Reasoning chains are expressed as a series of decomposition steps. In the figure below, we see part of the decomposition of an example question: “In European countries, are current left-wing political parties more likely to be headed by women than right-wing ones?” Each step is either an intermediate question (qa_model) or a Python function representing a query operation (filter, count). For question steps, we provide human-annotated answers and supporting sentences/tables from Wikipedia, while for query operation steps, we provide their full execution results.

Note that the reasoning chain of the example question would be extremely time-consuming for any person to follow. Answering this question entails reviewing all political parties in each European country to note their affiliation and the leader's gender, drawing on the equivalent of 719 Wiki pages.

Data collection and composition

Collecting realistic and many-step questions “in the wild” for a benchmark like MoNaCo is hard. Users tend to shy away from entering such queries into search engines, and recording them from user-AI interactions – most of which are private – poses added challenges.
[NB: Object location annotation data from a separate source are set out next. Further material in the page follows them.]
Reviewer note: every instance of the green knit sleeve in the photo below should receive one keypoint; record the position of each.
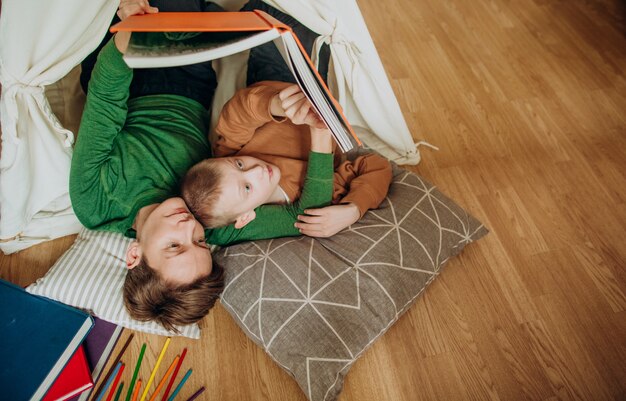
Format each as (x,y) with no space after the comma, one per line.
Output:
(274,221)
(103,118)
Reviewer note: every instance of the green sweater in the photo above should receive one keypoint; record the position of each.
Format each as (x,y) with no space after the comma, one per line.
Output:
(133,153)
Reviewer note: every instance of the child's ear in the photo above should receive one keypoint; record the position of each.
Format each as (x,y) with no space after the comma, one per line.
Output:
(133,255)
(244,219)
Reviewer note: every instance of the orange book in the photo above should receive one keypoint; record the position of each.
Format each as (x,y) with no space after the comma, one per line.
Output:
(215,35)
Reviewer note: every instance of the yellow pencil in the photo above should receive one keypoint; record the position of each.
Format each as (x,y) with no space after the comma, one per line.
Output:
(156,366)
(162,382)
(138,385)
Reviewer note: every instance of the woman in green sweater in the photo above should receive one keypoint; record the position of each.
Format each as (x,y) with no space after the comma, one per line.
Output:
(134,145)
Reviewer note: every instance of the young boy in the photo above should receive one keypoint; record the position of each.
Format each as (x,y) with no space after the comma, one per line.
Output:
(262,151)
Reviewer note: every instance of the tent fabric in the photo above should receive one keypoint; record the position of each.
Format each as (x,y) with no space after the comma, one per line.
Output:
(40,43)
(56,35)
(357,77)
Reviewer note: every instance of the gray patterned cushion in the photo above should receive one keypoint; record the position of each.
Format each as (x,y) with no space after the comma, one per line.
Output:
(314,305)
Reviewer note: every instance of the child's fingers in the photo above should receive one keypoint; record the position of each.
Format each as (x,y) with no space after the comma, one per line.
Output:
(293,99)
(309,219)
(288,91)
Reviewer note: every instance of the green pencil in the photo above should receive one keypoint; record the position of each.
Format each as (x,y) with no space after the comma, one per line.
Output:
(119,392)
(132,382)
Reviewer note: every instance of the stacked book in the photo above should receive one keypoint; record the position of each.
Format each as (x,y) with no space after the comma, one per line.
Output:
(52,351)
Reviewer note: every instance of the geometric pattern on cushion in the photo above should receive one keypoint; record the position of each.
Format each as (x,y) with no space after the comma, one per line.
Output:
(314,305)
(90,275)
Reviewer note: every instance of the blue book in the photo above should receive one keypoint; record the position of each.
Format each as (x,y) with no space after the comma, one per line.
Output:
(38,336)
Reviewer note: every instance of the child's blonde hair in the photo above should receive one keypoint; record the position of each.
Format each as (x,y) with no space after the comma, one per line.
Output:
(201,189)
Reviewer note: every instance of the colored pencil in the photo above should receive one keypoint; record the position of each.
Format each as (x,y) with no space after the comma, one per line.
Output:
(196,394)
(178,365)
(156,366)
(136,390)
(119,392)
(180,385)
(115,361)
(132,382)
(108,382)
(162,382)
(118,376)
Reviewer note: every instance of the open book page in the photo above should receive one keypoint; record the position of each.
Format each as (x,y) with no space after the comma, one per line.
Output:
(312,88)
(155,49)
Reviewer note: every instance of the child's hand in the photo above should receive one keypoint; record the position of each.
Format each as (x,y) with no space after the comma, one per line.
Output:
(297,107)
(327,221)
(125,10)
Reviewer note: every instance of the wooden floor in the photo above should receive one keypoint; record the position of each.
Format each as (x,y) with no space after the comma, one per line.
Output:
(527,101)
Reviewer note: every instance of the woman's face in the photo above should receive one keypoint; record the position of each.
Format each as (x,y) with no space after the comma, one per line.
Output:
(173,243)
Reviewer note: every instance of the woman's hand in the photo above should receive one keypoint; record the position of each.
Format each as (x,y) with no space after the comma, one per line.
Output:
(125,10)
(327,221)
(134,7)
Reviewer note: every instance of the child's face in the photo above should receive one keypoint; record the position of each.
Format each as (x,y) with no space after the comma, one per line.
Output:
(246,183)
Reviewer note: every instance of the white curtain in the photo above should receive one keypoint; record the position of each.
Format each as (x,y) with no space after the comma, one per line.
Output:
(357,77)
(40,42)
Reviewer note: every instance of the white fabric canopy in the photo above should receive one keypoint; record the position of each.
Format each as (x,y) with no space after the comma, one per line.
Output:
(357,77)
(40,42)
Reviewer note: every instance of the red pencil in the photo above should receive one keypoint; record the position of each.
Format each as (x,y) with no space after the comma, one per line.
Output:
(169,385)
(115,383)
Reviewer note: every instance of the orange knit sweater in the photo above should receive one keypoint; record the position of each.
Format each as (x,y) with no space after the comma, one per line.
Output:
(247,128)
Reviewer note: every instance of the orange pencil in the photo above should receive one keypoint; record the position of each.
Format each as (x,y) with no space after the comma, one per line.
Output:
(116,382)
(136,392)
(162,382)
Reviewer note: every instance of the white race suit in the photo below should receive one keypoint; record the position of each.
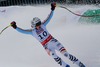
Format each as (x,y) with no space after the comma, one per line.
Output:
(49,43)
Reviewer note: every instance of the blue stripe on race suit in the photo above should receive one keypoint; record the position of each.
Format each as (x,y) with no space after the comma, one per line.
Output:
(24,31)
(49,18)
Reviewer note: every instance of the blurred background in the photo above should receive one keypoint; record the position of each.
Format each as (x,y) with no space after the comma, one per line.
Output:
(32,2)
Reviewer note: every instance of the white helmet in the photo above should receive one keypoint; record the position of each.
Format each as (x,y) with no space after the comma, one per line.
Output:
(35,22)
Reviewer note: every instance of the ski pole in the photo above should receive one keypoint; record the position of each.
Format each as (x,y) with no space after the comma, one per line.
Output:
(78,14)
(5,28)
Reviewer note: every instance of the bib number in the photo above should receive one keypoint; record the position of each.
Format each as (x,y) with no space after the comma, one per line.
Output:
(43,35)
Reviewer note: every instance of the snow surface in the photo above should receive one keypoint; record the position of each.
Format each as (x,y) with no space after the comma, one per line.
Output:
(20,50)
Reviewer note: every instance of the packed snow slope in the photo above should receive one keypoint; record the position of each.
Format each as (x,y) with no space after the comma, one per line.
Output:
(20,50)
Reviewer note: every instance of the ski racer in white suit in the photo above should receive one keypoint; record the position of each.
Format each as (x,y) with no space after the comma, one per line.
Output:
(49,43)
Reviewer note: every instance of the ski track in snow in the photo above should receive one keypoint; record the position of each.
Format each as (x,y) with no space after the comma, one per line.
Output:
(19,50)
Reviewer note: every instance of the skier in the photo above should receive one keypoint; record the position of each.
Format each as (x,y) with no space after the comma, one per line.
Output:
(49,43)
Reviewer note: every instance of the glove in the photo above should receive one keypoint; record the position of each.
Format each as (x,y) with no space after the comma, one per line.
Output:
(53,5)
(13,24)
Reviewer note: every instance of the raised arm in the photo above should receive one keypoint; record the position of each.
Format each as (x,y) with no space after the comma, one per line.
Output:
(53,5)
(13,24)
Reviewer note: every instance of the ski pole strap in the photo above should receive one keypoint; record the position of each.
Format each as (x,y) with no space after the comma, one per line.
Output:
(5,28)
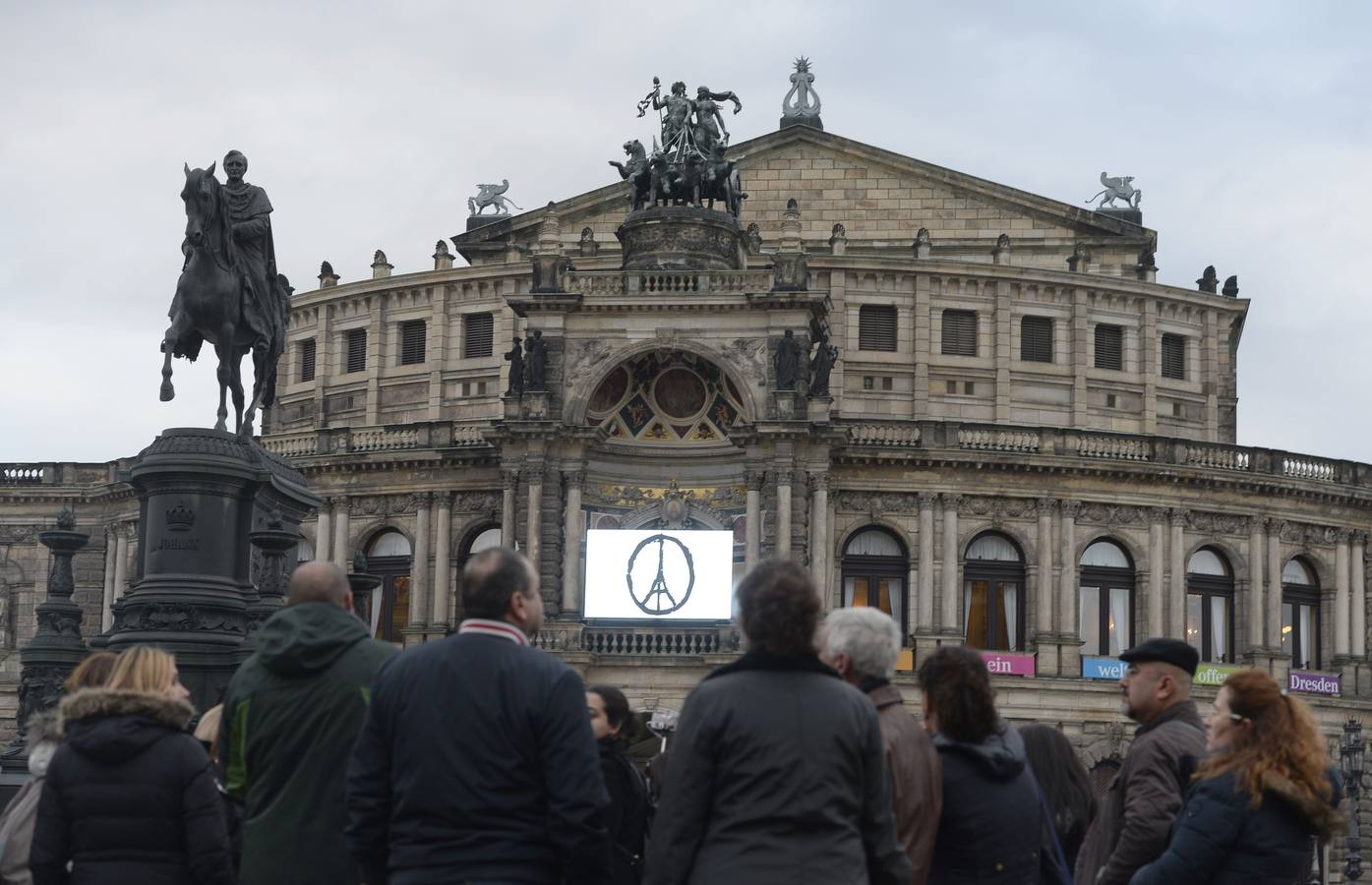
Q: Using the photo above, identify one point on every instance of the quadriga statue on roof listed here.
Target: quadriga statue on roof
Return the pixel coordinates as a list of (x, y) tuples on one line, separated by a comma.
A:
[(229, 292)]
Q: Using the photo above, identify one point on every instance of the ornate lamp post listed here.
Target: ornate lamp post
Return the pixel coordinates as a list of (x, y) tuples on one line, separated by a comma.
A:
[(56, 648), (1350, 762)]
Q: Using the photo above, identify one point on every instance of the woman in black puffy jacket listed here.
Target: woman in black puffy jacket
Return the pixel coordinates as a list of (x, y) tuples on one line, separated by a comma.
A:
[(131, 796), (1264, 790)]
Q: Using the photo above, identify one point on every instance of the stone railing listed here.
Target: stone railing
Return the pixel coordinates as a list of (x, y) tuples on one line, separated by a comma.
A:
[(931, 437), (698, 281), (376, 438)]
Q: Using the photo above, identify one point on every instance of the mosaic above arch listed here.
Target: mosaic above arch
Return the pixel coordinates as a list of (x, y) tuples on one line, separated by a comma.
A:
[(666, 398)]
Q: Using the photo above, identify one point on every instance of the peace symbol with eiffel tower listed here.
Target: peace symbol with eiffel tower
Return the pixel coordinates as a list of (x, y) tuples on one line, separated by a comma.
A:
[(660, 599)]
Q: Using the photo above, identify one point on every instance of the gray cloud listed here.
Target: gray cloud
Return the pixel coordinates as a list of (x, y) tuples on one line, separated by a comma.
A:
[(1244, 124)]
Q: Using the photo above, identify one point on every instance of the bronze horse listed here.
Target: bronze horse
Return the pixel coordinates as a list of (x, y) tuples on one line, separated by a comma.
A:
[(209, 305)]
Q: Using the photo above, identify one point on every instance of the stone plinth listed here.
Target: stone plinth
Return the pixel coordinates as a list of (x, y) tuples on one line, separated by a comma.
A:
[(202, 497), (681, 238)]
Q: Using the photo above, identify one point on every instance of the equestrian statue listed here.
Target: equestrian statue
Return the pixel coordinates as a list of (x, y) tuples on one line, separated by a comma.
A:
[(229, 292)]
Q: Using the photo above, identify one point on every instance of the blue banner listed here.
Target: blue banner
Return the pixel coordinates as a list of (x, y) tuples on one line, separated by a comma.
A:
[(1102, 669)]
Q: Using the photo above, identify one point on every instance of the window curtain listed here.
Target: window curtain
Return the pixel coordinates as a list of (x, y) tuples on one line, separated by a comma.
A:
[(1219, 621), (1118, 620)]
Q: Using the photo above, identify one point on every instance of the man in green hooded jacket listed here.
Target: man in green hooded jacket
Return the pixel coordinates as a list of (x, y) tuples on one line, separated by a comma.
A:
[(291, 715)]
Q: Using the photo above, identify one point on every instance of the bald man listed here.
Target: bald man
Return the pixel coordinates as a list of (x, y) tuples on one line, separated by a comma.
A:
[(290, 718)]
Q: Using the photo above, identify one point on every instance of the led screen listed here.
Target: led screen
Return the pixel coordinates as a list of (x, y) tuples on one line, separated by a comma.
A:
[(659, 575)]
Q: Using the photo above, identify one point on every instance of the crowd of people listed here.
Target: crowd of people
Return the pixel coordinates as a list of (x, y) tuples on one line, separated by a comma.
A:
[(483, 760)]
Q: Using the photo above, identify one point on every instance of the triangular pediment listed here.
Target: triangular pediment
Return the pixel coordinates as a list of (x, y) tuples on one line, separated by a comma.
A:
[(879, 198)]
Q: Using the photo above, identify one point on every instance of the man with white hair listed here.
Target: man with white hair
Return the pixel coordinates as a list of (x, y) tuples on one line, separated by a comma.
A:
[(862, 644)]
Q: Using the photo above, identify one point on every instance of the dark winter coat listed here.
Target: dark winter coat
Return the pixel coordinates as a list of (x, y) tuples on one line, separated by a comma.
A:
[(1220, 839), (990, 829), (478, 763), (777, 776), (1143, 798), (129, 797), (291, 715), (626, 816)]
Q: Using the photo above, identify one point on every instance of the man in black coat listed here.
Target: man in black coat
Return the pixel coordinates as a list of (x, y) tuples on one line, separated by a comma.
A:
[(476, 762)]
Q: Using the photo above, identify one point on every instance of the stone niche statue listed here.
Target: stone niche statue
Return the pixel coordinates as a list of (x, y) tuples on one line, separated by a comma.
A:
[(514, 356), (820, 367), (788, 361)]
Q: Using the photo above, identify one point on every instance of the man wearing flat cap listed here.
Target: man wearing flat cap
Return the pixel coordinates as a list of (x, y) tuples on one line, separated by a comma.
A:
[(1145, 796)]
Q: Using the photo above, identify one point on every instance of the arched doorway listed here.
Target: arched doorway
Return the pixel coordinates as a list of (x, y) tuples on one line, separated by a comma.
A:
[(388, 558)]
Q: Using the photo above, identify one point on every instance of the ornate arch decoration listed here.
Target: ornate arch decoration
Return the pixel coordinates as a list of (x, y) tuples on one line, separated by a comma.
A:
[(664, 392)]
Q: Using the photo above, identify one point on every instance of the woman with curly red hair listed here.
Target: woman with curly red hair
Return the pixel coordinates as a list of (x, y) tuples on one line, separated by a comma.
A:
[(1257, 797)]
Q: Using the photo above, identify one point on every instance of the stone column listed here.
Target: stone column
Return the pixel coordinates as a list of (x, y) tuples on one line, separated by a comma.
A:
[(534, 479), (340, 528), (782, 545), (572, 544), (509, 481), (1177, 597), (1342, 631), (110, 554), (442, 564), (1360, 596), (1157, 569), (1043, 608), (1274, 599), (948, 615), (121, 560), (419, 572), (820, 533), (1257, 611), (1068, 625), (752, 549), (323, 533), (925, 596)]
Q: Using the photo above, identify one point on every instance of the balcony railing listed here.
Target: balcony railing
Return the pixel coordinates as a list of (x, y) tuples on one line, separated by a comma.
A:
[(695, 281), (1104, 446)]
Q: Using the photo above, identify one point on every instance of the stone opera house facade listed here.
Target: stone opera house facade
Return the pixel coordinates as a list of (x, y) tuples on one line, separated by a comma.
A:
[(1025, 444)]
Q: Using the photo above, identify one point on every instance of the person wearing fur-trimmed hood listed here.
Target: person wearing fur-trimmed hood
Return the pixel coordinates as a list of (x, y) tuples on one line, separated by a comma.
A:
[(131, 795)]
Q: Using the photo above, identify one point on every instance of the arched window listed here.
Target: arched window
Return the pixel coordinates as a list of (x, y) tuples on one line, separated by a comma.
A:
[(1106, 599), (388, 558), (1301, 615), (1211, 606), (993, 593), (874, 572)]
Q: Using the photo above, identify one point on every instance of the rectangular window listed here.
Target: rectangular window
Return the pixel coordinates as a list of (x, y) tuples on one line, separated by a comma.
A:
[(959, 332), (356, 350), (412, 342), (875, 326), (1173, 356), (1036, 339), (306, 351), (476, 335), (1108, 346)]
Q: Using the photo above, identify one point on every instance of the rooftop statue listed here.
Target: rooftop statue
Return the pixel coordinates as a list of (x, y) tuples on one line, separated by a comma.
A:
[(492, 195), (229, 292), (802, 100), (688, 166), (1118, 188)]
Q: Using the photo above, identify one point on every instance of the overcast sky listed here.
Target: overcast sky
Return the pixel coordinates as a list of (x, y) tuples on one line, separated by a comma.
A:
[(1247, 125)]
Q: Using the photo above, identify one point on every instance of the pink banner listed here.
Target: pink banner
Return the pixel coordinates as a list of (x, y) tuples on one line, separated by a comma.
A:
[(1009, 665)]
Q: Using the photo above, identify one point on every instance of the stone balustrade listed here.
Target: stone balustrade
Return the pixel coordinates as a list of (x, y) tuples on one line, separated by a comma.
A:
[(1102, 446), (701, 281)]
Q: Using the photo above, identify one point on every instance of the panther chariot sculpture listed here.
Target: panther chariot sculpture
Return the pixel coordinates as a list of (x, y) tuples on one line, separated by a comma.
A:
[(1118, 188), (687, 165)]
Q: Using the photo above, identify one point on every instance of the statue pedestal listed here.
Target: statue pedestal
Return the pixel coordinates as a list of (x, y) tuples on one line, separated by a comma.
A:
[(681, 238), (202, 496)]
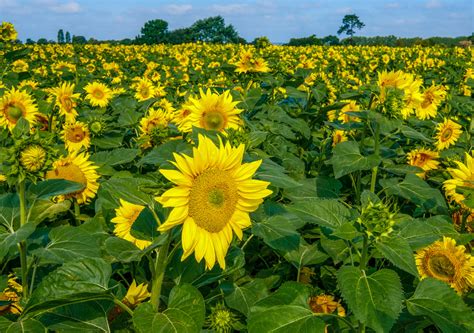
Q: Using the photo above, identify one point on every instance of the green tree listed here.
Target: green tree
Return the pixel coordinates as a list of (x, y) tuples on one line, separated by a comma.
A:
[(60, 36), (350, 22), (153, 32)]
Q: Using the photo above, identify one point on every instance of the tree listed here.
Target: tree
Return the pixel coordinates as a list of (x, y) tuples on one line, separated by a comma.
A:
[(349, 23), (153, 32), (60, 36)]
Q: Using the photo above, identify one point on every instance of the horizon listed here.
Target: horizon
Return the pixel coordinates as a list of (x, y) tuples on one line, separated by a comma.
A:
[(278, 20)]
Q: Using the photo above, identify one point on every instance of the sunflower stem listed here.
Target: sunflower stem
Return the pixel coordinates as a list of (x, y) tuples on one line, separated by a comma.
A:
[(160, 267), (22, 244)]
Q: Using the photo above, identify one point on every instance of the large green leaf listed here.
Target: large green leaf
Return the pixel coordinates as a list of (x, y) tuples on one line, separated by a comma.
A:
[(185, 313), (375, 300), (440, 303), (74, 282), (347, 159), (325, 212), (399, 252)]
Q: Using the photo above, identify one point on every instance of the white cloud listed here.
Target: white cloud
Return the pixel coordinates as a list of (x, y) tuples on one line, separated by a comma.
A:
[(433, 4), (178, 9)]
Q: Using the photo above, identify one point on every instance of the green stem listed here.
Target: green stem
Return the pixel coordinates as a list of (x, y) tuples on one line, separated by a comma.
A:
[(22, 245), (123, 306), (160, 267)]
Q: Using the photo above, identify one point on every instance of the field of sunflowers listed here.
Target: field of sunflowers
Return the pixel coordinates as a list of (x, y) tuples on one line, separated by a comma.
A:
[(233, 188)]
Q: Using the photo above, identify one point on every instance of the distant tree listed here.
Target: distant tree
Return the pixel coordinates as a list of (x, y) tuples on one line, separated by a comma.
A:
[(349, 23), (214, 30), (153, 32), (60, 36), (79, 40)]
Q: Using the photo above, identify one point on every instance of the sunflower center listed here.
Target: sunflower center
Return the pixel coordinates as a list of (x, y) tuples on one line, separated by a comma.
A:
[(213, 199), (442, 267), (213, 120), (76, 135)]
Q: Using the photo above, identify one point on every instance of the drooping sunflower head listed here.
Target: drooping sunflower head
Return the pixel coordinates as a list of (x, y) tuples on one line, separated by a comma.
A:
[(445, 261), (125, 215), (98, 94), (211, 111), (213, 195), (16, 104), (448, 132), (76, 167), (76, 136), (462, 178)]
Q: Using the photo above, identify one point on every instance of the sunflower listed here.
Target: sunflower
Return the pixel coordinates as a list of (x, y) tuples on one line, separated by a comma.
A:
[(126, 215), (445, 261), (211, 112), (424, 159), (463, 177), (214, 195), (14, 105), (66, 100), (325, 304), (98, 94), (136, 294), (76, 136), (431, 99), (448, 133), (77, 168)]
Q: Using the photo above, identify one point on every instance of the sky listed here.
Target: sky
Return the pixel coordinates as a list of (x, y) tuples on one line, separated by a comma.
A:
[(277, 19)]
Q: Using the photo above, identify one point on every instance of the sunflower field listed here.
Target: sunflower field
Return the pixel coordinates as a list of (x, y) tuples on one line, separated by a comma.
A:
[(235, 188)]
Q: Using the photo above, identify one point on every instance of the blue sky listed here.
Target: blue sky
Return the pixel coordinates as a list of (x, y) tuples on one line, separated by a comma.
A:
[(277, 19)]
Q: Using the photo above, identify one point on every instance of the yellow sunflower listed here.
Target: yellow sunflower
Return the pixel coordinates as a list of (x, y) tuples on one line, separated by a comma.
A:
[(445, 261), (448, 132), (126, 215), (16, 104), (463, 177), (430, 100), (212, 112), (98, 94), (66, 100), (423, 158), (77, 168), (76, 136), (214, 195)]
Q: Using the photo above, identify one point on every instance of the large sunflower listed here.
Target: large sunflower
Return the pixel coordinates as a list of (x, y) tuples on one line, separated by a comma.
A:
[(214, 195), (126, 215), (448, 133), (76, 136), (212, 112), (445, 261), (77, 168), (14, 105), (65, 100), (463, 177), (98, 94)]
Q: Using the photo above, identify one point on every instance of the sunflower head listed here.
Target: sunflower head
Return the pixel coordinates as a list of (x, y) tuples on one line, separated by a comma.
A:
[(445, 261)]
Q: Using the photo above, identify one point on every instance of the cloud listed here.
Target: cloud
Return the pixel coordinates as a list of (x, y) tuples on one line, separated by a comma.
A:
[(178, 9)]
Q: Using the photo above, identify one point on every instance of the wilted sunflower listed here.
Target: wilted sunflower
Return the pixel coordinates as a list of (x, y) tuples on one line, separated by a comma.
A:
[(214, 195), (445, 261), (212, 112), (423, 158), (126, 215), (77, 168), (76, 136), (463, 177), (65, 100), (448, 133), (98, 94), (14, 105)]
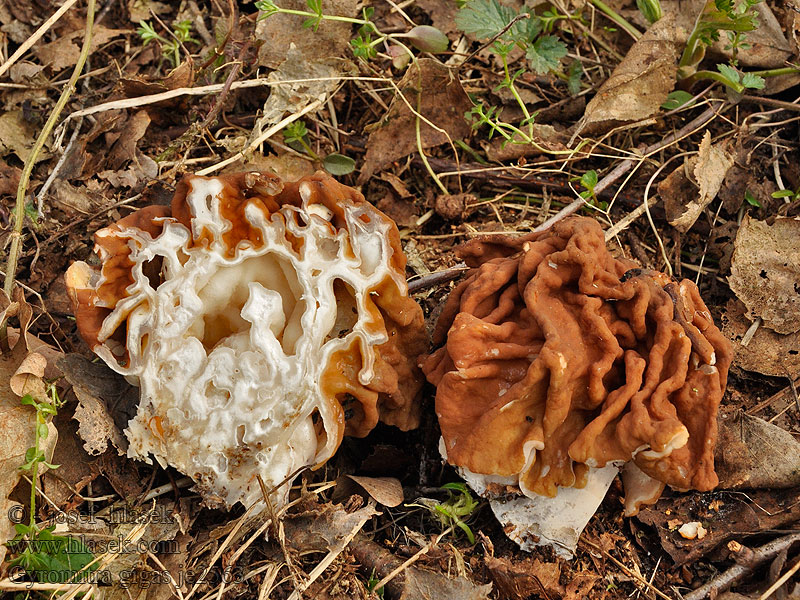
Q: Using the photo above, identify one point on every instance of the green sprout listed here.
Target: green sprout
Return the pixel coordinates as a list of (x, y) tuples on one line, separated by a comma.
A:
[(372, 582), (453, 512), (737, 20), (170, 49), (39, 552), (295, 135), (751, 199)]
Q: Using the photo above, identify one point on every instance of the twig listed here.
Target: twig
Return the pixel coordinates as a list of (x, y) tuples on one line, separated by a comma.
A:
[(27, 44), (736, 573), (263, 137), (437, 278), (24, 180), (494, 38), (627, 571), (402, 567), (784, 578), (626, 165), (56, 170)]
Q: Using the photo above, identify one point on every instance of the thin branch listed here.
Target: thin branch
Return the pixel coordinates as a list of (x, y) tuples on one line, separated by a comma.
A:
[(24, 180)]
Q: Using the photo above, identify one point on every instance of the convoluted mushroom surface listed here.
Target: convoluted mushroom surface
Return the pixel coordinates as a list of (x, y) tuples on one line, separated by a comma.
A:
[(559, 359), (262, 322)]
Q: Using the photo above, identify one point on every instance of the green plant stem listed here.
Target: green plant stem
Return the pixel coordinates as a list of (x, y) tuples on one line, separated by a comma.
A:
[(24, 180), (308, 149), (609, 12), (715, 76), (35, 469), (510, 84), (776, 72)]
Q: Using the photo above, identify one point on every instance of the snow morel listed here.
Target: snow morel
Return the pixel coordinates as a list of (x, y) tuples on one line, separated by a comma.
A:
[(262, 321), (561, 363)]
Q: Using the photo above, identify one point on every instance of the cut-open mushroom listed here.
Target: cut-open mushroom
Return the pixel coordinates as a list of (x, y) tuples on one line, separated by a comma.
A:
[(560, 360), (261, 320)]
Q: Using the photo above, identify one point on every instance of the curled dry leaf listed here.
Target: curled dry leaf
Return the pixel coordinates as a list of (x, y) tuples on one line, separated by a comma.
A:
[(102, 395), (746, 454), (17, 421), (641, 82), (685, 199), (280, 31), (767, 352), (765, 272), (27, 379), (387, 491), (434, 90)]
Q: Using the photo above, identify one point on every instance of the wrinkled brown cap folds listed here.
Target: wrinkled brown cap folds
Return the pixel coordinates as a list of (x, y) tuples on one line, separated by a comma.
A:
[(559, 358), (262, 321)]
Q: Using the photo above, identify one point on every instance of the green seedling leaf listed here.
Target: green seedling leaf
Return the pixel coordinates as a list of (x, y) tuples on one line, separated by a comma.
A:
[(589, 180), (267, 8), (338, 164), (484, 18), (651, 9), (362, 47), (729, 72), (677, 99), (545, 53), (751, 200), (428, 39), (574, 74), (752, 81)]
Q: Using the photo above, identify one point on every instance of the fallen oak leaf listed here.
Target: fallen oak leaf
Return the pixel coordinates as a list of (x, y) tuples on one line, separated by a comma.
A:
[(27, 379), (442, 101), (684, 198), (387, 491), (639, 85), (765, 272)]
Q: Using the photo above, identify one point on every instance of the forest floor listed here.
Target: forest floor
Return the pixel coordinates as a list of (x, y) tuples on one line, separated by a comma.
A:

For MoNaCo, we relied on annotators to write questions that reflect real-world users’ information-seeking goals. Specifically, we asked Amazon Mechanical Turk workers to write questions that would interest a particular target persona. By priming workers to assume a specific persona and not use pre-defined templates, we encouraged these workers to come up with realistic questions—helping diversify our data.

In total, we collected 1,315 complex questions, along with their intermediate steps, answers, and supporting evidence. This data includes over 90K intermediate questions with 8.5K list questions—each list having 16.2 answers on average and a median of 5 answers. For comparison, the list QA benchmarks QAMPARI and QUEST have 2K and 3.4K manually-written questions, making MoNaCo the largest benchmark of human-written list questions.

MoNaCo also contains 40K Boolean (yes/no) questions—much more than past benchmarks such as BoolQ and StrategyQA, which have 15.9K and 2.8K questions, respectively.

The intermediate answers in MoNaCo are supported by evidence from 36K distinct Wikipedia pages, with each question supported by 43.3 documents on average (median of 12). Documents are either a sentence (29.5%), a table (67.8%), or a list (2.7%). This underscores the multimodal nature of MoNaCo, as answering its questions requires reasoning across both paragraphs and tables.

Observations on multi-document RAG

When evaluating models in a retrieval setting, we observe two interesting phenomena.

First, in an “Oracle retrieval” setting, where all the gold evidence documents are provided to the model as input, models experience a 10-point improvement compared to the closed-book setting (no evidence provided). Nevertheless, these models reach only 58.7% F1—far from a perfect score. This indicates that even with all of the relevant knowledge provided, models still struggle with the long-context reasoning that MoNaCo questions entail.

Second, in an “end-to-end RAG” setting (with a BM25 retriever), models experience a sharp drop in performance compared to the closed-book setting. While retrieved documents may only be partially relevant, our RAG prompt explicitly instructs LLMs to ignore the documents in such cases. This lack of “retrieval robustness” has been observed in weaker models, but we find that the limitation persists even in much stronger LLMs.

Conclusion

MoNaCo can evaluate how well LLMs answer questions that require retrieving and reasoning over dozens – or even hundreds – of pieces of evidence. We hope that our work advances research on more factual and attributable AI systems.